Molecular Genetic and Phenotypic Analysis Reveals Differences between TSC1 and TSC2 Associated Familial and Sporadic Tuberous Sclerosis

TSC1 生物 TSC2 结节性硬化 表型 遗传学 遗传分析 基因 病理 医学 细胞凋亡 PI3K/AKT/mTOR通路
作者
Adriane C. Jones,C. Daniells,Russell G. Snell,Maria Tachataki,Shelley Idziaszczyk,M. Krawczak,Julian R. Sampson,Jeremy P. Cheadle
出处
期刊:Human Molecular Genetics [Oxford University Press]

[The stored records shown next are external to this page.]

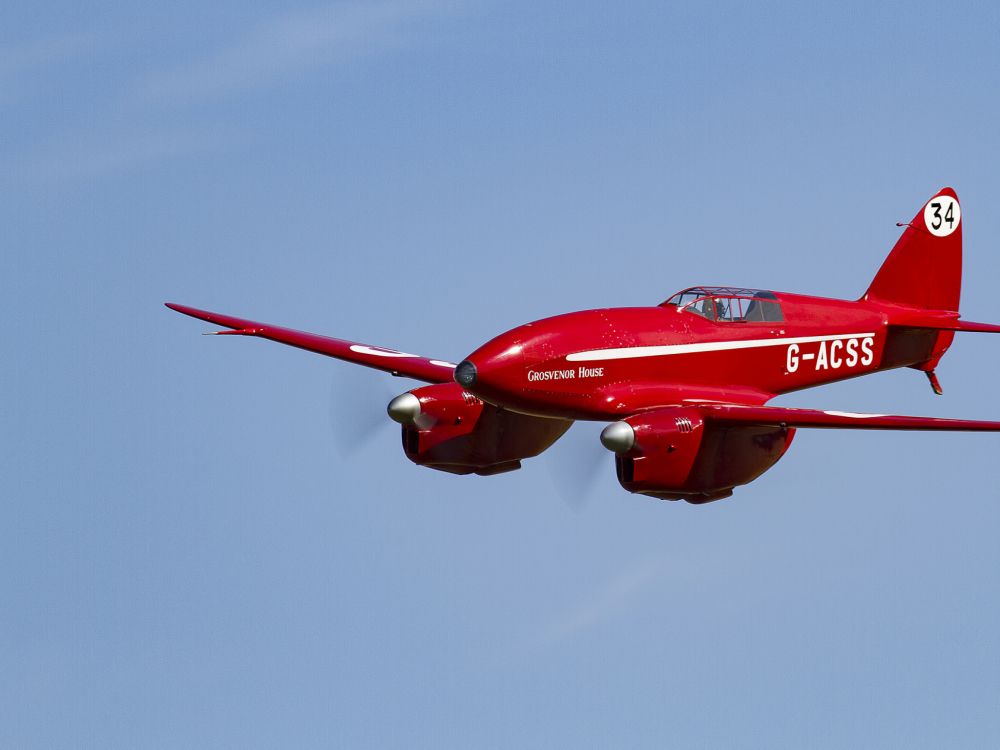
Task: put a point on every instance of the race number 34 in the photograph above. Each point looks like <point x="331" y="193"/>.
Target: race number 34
<point x="942" y="215"/>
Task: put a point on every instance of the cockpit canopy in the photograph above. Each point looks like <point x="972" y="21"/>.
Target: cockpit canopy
<point x="729" y="304"/>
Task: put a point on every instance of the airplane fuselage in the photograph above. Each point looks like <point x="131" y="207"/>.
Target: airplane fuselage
<point x="600" y="364"/>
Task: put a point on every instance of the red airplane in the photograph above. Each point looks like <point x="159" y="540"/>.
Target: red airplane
<point x="684" y="384"/>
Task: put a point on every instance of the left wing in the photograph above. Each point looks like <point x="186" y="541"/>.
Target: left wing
<point x="732" y="414"/>
<point x="377" y="357"/>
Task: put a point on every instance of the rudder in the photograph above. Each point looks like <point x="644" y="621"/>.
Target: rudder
<point x="924" y="268"/>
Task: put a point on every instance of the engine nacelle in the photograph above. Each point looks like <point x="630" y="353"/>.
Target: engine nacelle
<point x="674" y="455"/>
<point x="447" y="428"/>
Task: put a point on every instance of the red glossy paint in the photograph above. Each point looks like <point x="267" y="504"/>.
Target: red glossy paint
<point x="689" y="377"/>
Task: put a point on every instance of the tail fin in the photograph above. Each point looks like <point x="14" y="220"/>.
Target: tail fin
<point x="924" y="269"/>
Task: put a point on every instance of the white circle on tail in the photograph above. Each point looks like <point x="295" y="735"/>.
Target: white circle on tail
<point x="942" y="215"/>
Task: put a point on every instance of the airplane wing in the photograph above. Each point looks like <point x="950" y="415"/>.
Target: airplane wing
<point x="376" y="357"/>
<point x="732" y="414"/>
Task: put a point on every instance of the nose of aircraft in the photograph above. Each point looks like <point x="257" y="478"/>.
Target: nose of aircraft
<point x="465" y="374"/>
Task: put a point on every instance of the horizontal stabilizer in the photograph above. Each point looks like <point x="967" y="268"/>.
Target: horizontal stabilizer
<point x="959" y="325"/>
<point x="377" y="357"/>
<point x="784" y="417"/>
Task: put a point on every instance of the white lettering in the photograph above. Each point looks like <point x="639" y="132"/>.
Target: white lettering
<point x="821" y="357"/>
<point x="867" y="355"/>
<point x="835" y="360"/>
<point x="852" y="352"/>
<point x="792" y="358"/>
<point x="534" y="375"/>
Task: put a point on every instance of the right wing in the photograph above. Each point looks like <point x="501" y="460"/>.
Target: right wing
<point x="379" y="358"/>
<point x="778" y="416"/>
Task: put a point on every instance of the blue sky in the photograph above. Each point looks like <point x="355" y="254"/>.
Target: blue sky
<point x="189" y="558"/>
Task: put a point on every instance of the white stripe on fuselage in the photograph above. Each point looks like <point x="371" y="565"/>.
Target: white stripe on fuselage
<point x="633" y="352"/>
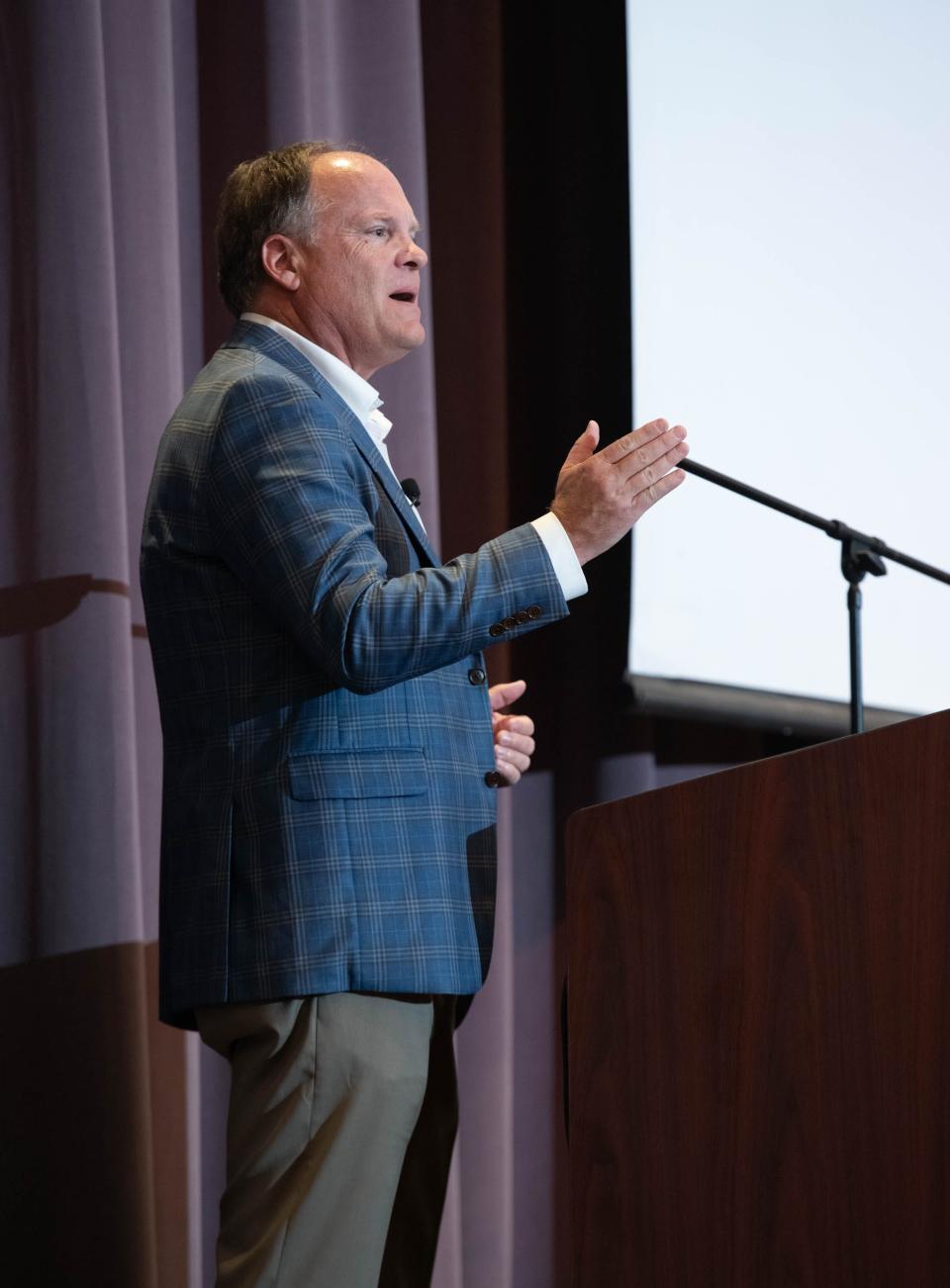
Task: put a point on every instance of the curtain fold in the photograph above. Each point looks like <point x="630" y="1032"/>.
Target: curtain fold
<point x="114" y="132"/>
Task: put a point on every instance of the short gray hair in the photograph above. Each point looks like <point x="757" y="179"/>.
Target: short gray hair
<point x="269" y="195"/>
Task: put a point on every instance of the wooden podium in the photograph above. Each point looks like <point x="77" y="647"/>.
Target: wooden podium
<point x="759" y="1023"/>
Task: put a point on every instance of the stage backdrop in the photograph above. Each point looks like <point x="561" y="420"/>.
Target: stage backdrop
<point x="120" y="120"/>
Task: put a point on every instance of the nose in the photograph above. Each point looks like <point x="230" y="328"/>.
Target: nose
<point x="412" y="255"/>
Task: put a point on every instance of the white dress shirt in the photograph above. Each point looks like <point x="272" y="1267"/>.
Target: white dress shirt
<point x="365" y="402"/>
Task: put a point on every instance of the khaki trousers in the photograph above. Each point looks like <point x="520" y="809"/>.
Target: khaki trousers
<point x="340" y="1129"/>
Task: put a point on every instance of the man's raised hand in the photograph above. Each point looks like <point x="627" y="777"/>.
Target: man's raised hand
<point x="601" y="495"/>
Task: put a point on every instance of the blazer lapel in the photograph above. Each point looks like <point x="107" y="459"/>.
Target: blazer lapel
<point x="251" y="335"/>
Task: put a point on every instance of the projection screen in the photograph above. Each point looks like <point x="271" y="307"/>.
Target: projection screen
<point x="791" y="219"/>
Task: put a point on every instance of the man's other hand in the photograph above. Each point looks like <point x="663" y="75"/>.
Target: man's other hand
<point x="514" y="742"/>
<point x="601" y="495"/>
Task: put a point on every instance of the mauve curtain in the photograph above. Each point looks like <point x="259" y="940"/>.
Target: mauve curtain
<point x="114" y="1125"/>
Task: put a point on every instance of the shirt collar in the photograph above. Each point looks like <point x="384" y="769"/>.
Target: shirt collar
<point x="356" y="393"/>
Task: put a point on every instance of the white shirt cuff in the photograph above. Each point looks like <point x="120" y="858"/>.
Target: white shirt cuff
<point x="561" y="553"/>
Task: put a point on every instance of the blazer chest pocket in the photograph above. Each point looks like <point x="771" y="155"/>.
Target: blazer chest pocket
<point x="358" y="775"/>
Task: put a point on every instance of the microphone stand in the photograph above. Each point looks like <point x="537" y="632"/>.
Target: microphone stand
<point x="860" y="555"/>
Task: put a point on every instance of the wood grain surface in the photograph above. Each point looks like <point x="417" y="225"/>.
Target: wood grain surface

卷期号:6 (12): 2155-2161 被引量:258
标识
DOI:10.1093/hmg/6.12.2155
摘要

Tuberous sclerosis (TSC) is an autosomal dominant disorder characterised by the development of hamartomatous growths in many organs. Sixty to seventy percent of cases are sporadic and appear to represent new mutations. TSC exhibits locus heterogeneity: the TSC2 gene is located at 16p13.3 whilst the TSC1 gene, predicted to encode a novel protein termed hamartin, has recently been cloned from 9q34. With the exception of a contiguous gene deletion syndrome involving TSC2 and PKD1, TSC1 and TSC2 phenotypes have been considered identical. We have now comprehensively defined the TSC1 mutational spectrum in 171 sequentially ascertained, unrelated TSC patients by single strand conformation polymorphism and heteroduplex analysis of all 21 coding exons, and by assaying a restriction fragment spanning the whole locus. Mutations were identified in 9/24 familial cases, but in only 13/147 sporadic cases. In contrast, a limited screen revealed TSC2 mutations in two of the familial cases and in 45 of the sporadic cases. Thus TSC1 mutations were significantly under-represented among sporadic cases (Fisher's exact p -value = 3.12 × 10 −4 ). Both large deletions and missense mutations were common at the TSC2 locus whereas most TSC1 mutations were small truncating lesions. Mental retardation was significantly less frequent among carriers of TSC1 than TSC2 mutations (odds ratio 5.54 for sporadic cases only, 6.78 ± 1.54 when a single randomly selected patient per multigeneration family was also included). No correlation between mental retardation and the type of mutation was found. We conclude that there is a reduced risk of mental retardation in TSC1 as opposed to TSC2 disease and that consequent ascertainment bias, at least in part, explains the relative paucity of TSC1 mutations in sporadic TSC.